Replication to S3 is a low cost method of backing up the data on your VAST Cluster. The replication feature enables you to replicate a VAST Cluster's data to an AWS S3 bucket or to any custom destination that supports S3 access. You can restore the replicated data from a VAST Cluster to the same VAST Cluster or to a different VAST Cluster.
The introductory version of the replication feature replicates the entire file system.
To set up replication, first create a replication target. A replication target defines a destination to which data can be replicated. Then create a replication policy. A replication policy specifies a target, a starting time and a frequency for performing replication. Once you have a target and a policy, create a replication stream. The replication stream takes snapshots of the data at the configured points in time and performs replication to the target following each snapshot.
You can have multiple replication targets defined in parallel on a VAST Cluster.
Creating a replication target on a VAST Cluster enables you to replicate the data from the VAST Cluster to the target. It also exposes all data that was replicated to that target to client mounts of the VAST Cluster's file system.
A replication policy is a reusable configuration that defines the date and time to start replicating and a frequency for performing replications. So, for example, you could set replication to be done on July 1st, 2020 at midnight and then once every day. Replication would be done every day at midnight beginning July 1st.
Replication streams copy data from a VAST Cluster to a replication target. You can have one replication stream defined and active on a VAST Cluster at any given time.
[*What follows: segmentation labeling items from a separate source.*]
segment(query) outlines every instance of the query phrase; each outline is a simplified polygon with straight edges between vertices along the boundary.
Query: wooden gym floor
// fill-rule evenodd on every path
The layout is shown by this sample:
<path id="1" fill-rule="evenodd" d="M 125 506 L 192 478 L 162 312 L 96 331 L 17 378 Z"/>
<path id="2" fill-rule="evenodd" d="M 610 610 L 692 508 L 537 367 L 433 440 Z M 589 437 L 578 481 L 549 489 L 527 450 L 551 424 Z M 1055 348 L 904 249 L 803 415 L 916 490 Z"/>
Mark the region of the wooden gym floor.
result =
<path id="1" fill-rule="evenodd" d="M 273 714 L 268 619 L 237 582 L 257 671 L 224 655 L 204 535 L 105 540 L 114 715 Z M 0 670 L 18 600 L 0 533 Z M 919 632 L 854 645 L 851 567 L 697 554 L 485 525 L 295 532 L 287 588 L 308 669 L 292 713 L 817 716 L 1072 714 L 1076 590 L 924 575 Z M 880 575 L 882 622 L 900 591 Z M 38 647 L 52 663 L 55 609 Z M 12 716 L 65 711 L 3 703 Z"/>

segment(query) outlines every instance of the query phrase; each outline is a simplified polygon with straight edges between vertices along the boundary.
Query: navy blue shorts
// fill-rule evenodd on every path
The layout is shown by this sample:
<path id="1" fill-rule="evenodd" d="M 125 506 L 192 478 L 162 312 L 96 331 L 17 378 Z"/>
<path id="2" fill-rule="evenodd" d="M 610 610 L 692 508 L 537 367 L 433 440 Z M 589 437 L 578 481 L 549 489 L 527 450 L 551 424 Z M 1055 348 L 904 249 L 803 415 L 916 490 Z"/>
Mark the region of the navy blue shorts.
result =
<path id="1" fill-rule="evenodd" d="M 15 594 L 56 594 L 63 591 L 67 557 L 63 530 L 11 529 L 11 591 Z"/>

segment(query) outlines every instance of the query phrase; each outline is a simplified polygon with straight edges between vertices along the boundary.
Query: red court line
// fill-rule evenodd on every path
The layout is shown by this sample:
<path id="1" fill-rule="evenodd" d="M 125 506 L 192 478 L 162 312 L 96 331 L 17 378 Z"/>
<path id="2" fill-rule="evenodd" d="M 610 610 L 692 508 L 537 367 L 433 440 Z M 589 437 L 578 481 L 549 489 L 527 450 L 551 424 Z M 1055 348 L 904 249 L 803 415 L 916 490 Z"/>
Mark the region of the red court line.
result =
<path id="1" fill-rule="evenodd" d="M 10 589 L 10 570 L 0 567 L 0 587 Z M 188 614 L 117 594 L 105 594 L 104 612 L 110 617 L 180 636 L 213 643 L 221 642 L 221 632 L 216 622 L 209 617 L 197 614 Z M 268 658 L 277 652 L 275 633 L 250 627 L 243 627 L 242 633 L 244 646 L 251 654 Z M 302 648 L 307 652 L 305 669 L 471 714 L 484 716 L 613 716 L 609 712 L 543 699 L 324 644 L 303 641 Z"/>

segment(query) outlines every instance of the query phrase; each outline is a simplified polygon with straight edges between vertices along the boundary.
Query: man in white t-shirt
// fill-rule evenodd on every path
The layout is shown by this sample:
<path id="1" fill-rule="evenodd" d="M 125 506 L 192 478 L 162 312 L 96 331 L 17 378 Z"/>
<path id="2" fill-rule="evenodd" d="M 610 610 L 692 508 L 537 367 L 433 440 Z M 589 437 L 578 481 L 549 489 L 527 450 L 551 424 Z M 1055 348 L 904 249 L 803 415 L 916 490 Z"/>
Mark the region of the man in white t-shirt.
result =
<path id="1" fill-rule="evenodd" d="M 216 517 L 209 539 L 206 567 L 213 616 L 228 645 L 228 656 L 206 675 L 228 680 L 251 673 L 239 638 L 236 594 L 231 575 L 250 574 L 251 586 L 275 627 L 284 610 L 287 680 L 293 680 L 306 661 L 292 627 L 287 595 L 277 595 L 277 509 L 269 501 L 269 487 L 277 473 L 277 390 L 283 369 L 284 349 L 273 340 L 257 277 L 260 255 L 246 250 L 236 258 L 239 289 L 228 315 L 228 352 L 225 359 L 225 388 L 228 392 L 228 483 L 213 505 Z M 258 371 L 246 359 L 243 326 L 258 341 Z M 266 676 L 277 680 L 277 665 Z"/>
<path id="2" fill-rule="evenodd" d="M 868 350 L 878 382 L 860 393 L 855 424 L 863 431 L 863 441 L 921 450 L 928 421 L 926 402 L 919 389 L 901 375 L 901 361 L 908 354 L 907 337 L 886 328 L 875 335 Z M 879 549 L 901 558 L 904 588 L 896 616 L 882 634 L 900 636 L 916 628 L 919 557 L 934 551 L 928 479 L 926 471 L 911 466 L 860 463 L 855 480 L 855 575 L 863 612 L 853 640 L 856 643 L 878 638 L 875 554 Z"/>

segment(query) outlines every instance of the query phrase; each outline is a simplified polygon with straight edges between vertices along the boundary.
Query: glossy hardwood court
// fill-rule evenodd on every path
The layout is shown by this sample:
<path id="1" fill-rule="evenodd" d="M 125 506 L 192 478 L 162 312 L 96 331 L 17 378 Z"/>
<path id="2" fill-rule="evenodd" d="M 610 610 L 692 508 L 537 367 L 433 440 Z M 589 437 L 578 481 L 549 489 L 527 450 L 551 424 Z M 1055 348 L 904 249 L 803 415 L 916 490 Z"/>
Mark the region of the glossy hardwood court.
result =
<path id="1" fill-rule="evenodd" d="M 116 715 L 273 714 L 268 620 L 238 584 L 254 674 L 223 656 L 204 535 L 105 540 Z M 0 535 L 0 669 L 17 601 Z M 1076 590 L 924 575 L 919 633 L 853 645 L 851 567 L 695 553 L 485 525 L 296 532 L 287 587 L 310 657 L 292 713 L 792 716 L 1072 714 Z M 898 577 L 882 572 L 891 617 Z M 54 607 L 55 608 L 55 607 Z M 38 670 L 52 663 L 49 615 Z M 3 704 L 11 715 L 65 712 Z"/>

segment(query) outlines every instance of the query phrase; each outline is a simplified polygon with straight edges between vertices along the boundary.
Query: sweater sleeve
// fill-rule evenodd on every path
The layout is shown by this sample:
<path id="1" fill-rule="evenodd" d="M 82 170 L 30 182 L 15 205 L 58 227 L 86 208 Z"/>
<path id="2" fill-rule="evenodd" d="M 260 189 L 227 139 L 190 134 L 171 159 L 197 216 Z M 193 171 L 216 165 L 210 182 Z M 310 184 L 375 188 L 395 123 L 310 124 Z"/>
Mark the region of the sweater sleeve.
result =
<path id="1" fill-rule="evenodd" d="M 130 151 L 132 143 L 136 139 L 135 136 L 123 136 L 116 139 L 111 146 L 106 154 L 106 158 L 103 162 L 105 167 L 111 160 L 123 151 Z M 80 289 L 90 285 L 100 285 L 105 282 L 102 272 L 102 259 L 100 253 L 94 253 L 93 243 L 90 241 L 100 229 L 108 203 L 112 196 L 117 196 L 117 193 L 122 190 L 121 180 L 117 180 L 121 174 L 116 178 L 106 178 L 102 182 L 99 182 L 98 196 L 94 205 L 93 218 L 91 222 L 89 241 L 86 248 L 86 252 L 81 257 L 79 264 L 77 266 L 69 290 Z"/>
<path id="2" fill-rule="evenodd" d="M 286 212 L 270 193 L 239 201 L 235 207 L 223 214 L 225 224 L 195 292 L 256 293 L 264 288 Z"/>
Immediately after you create a replication stream, the stream starts copying all data under the root directory to the replication target and continues copying until an initial state of sync between the VAST Cluster and the target is reached. Following initial sync, the stream performs replication at the times configured in the replication policy. Due to the immediate initial sync, the start time in the policy is in fact the second time replication is done.
The stream performs replication by taking a snapshot of the cluster's data at a point in time and then copying data to the target until replication is complete. Only the changes between the data at the time of the snapshot and the data previously copied to the target is copied. For each point in time, the stream creates a restore point from which the data can be accessed.
Restore points are time stamped directories on the target that let you access data as it was at the point in time when the data was replicated. Each active replication stream creates a restore point every time it performs replication. The name of each restore point is the time of the creation of a snapshot for replication.